The optimum carbohydrate contents (1.12 ± 0.01 mg mL−1) were observed at the same optimum condition. The predicted value (1.21) in case of carbohydrate contents was close to the experimental value. The results were significant having the F value and p value of 3.27 and 0.0463, respectively. Unhasirikul et al. [74] reported the increase in reducing sugars, total sugars, and acid hydrolysis efficiency by performing HCl hydrolysis with durian peels. In the present investigation, the increase in acid concentration contributed to release more sugars (g L−1), i.e., 52.3 ± 0.01 (3%) and 56 ± 0.04 (5%) at 100 °C for 30 min of sulfuric acid hydrolysis. The increase in acid leads to release more sugar and produce more inhibitors by degradation of sugars into hydroxymethylfurfural (HMF) and furfural and levulinic acid [79,80,81,82]. The production of toxic compounds such as furans and phenols that inhibit microbial fermentation of sugars could be removed by using suitable detoxification methods like activated charcoal treatment [55]. By performing acid hydrolysis, lignin is partially hydrolyzed into phenolics and became the part of fermentation medium by retaining in hydrolysate. Consequently, acid hydrolysis of lignocellulose resulted in formation of inhibitors that have negative impact on microbial metabolism in fermentation. The concentration of inhibitors not only affects the end product of fermentative metabolism but sometimes blocks the process completely [83, 84]. The production of inhibitors at low temperature is lower than the higher temperature for same time of hydrolysis. At higher temperature, the sugar degradation rate into inhibitors is high in hydrolysis. But at temperature higher than 100 °C, HMF, furfural, and phenolics are destructed along with sugar degradation.

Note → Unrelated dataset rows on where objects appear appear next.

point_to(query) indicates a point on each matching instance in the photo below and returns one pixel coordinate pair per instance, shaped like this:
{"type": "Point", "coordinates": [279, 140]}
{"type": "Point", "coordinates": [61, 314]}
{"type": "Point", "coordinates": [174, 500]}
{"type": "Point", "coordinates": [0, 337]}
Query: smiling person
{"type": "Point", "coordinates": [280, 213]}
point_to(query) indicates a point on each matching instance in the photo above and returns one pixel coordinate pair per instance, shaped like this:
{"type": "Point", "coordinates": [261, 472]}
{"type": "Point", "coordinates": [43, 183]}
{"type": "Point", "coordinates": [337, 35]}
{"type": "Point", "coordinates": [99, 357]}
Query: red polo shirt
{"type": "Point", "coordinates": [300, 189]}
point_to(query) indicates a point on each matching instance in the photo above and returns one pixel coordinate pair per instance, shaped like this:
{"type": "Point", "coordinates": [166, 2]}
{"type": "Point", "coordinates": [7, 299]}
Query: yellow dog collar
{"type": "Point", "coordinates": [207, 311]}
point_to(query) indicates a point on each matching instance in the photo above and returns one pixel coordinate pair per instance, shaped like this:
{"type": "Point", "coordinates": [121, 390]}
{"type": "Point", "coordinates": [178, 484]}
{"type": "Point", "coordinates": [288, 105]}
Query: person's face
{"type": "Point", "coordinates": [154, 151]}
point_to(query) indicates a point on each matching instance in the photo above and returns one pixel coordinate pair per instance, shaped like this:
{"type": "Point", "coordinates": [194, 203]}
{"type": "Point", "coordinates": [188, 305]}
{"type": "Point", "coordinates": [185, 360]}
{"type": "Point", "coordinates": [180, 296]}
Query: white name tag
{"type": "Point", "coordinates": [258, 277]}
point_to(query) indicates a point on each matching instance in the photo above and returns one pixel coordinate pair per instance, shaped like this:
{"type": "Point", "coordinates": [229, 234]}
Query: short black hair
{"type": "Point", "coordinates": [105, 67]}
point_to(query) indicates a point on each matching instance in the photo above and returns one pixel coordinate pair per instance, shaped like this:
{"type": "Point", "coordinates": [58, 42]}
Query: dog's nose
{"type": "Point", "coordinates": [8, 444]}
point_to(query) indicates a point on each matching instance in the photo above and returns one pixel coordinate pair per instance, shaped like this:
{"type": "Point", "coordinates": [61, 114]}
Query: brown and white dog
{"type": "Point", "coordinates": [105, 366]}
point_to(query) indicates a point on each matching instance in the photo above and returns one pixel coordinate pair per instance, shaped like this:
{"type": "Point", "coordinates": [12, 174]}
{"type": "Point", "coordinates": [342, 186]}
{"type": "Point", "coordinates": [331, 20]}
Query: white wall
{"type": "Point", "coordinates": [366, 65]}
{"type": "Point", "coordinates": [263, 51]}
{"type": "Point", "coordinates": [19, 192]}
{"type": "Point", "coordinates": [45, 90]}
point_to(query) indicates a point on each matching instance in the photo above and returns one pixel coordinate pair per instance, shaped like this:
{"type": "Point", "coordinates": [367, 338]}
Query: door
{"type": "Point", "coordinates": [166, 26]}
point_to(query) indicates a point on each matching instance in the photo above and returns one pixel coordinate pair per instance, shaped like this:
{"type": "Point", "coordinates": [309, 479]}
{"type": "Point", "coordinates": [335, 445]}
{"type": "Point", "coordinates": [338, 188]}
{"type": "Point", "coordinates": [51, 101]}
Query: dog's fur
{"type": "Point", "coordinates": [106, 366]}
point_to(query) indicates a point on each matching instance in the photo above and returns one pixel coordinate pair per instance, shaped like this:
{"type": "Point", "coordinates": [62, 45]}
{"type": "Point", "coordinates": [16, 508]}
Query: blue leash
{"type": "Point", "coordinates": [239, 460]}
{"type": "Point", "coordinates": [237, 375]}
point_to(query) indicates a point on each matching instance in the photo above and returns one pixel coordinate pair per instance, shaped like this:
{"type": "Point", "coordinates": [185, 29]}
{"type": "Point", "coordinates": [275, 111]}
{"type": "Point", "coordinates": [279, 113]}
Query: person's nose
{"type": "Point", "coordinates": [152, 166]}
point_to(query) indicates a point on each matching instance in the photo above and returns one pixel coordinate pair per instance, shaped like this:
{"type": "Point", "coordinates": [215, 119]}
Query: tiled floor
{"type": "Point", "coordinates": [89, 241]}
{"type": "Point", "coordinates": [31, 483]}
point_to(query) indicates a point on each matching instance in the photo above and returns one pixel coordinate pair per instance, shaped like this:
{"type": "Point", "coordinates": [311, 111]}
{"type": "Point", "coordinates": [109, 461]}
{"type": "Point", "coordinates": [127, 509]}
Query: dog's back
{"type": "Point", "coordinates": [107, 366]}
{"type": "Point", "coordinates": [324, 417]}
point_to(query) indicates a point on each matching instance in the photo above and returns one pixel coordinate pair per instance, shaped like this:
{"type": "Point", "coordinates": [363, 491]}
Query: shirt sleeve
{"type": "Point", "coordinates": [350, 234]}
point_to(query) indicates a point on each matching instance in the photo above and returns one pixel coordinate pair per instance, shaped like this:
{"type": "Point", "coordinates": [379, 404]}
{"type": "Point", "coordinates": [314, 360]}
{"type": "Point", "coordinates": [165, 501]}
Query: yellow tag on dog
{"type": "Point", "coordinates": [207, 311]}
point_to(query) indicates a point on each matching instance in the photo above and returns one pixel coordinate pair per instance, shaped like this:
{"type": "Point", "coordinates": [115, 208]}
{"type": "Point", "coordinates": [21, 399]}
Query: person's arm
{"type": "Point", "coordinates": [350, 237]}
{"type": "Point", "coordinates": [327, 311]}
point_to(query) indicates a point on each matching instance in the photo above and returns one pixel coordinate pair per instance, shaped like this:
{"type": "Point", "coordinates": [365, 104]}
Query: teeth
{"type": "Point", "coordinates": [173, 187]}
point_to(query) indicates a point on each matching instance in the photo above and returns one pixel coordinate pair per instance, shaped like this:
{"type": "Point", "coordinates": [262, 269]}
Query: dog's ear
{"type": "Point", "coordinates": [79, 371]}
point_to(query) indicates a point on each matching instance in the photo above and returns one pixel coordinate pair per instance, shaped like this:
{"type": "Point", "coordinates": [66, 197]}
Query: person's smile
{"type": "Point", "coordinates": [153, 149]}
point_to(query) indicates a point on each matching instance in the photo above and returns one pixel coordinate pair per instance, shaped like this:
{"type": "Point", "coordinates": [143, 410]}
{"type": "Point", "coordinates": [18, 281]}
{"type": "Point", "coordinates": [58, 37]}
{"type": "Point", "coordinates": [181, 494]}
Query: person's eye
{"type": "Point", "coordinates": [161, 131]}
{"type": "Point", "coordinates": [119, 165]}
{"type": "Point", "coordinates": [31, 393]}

This effect is likely to increase by increasing hydrolysis time [85].

The growth rate of yeasts in hydrolysate showed the same log phase up to day 8 then stationary phase on days 9 and 10. Significant ethanol yield was recorded in log phase from day 5 to day 7. A study reported that the high substrate inhibited the growth rate of yeast because of high medium osmolality [86]. The significant amount of ethanol (0.42 ± 0.08 g g−1) was observed on day 5 by Metschnikowia sp. Y31, while it was 0.44 ± 0.09 g g−1 on day 6 by S. cerevisiae K7. In terms of percentage, 12.18, 11.89, and 12.76% contents of ethanol were obtained from three yeast isolates, i.e., Metschnikowia sp. Y31, M. cibodasensis Y34, and S. cerevisiae K7, respectively. These results are comparable with the previous findings (Table 6). In the present study, Metschnikowia sp. Y31 showed 12.18% of ethanol employing PPW that is significantly improved as compared to some previously performed fermentative studies [62, 68]. A study using pomegranate peel under statistically optimal condition was also recorded by using a different strain Candida tropicalis [48].

5 Conclusions

The present study arrived at the conclusion that maximum reducing sugars’ release was 0.56 ± 0.04 mg mL−1 recorded by dilute sulfuric acid hydrolysis at 5% acid concentration with 100 °C of hydrolysis temperature for 30 min with ethanol production of 0.42 ± 0.08 g g−1 using Metschnikowia sp. Y31 as fermentative yeast after an incubation period of 5 days. Significant yield of ethanol was achieved while using treated pomegranate peels waste as substrate. In prospects to the control of agro-industrial waste and its bioconversion into value-added products such as ethanol, the optimal way of hydrolyzing the PPW as necessitated in this study will be highly valuable scientifically as well as economically. The main obstacle in utilizing cellulosic biomass as fuels’ substrate is the selection of optimally efficient pretreatment and hydrolysis methodology. Our findings of the present investigation deals with the efficient employment of locally abundant LCB; i.e., PPW, involving low-cost acid hydrolysis, will be extremely helpful in developing efficient and economical way to valorize cellulosic wastes into bioethanol.